City pledge for a study raises hopes for trolley

The Baltimore Sun

With a pledge of money from the city, hopes live on for a trolley that would link the Inner Harbor with the Johns Hopkins University's Homewood campus.

The Board of Estimates approved $200,000 yesterday -- the initial portion of up to $800,000 the city has promised -- to help pay for a study that will determine whether a trolley is logistically possible.

The engineering study will examine how the trolley might interfere with utility lines and if the train could make it up the hills of Mount Vernon.

"There are a lot of issues," said Ed Myers, senior principal at Kittelson & Associates, the firm analyzing the trolley concept. "It's definitely not a done deal at this point."

Charles Street Development Corp., an organization dedicated to promoting development along the Charles Street corridor, has been pushing the trolley idea for two years.

The organization sees the 7.5-mile line heading north on Charles Street and south along St. Paul Street north of Mount Royal Avenue and Cathedral Street below.

The working estimate to buy and install the 10-car system is $150 million. If a trolley system still seems feasible after the engineering study, which is expected to take about a year, the organization will then try to get a better handle on the cost and where the money would come from.

Myers said the group has promised not to seek federal transportation money that would compete with any other regional rail projects.

Charles Street Development is inviting the public to two community meetings at which it will present the trolley plan and take questions. The first is at 6 p.m. today at the Baltimore Convention Center. Another will be at 6 p.m.
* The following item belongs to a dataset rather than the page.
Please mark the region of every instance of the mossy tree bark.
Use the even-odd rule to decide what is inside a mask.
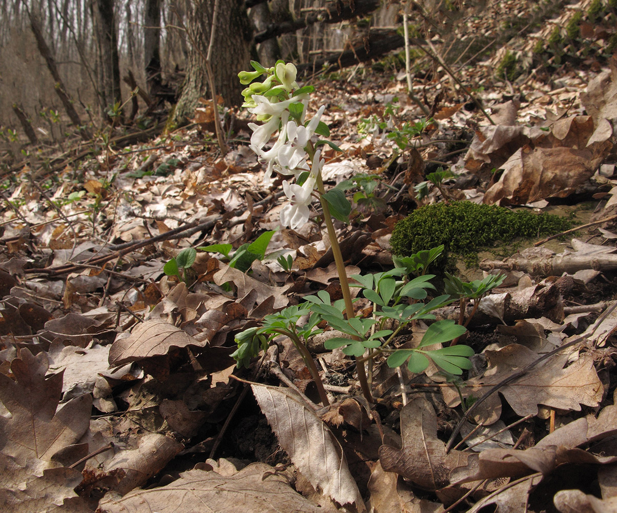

Monday at the Baltimore Museum of Art.

In addition to the city money, Baltimore Development Corp. is contributing $100,000 for the study, eight developers have promised a total of $60,000, and Charles Street Development is hoping for $100,000 from the state.

The organization hopes that a trolley will not only bring more tourists north of the Inner Harbor, but that the infusion of more people to those areas will encourage more investment from developers.

"We believe, based on the experience in other cities, that developers will find those sites more attractive," said David Funk, chairman of the group's trolley committee. "The corridor can become more vibrant, more robust than it is today."

The group has not decided what type of trolley would be best for Baltimore. There are modern versions that look like light rail trains and other types designed to look like historical trolleys.

Research has shown that the modern ones tend to work more smoothly while the historic styles are more of an attraction, Funk said.

"I have a hunch we're likely to come out on the side of function," he said. "We want to promote ridership, and whatever course leads to ridership is the one we will take."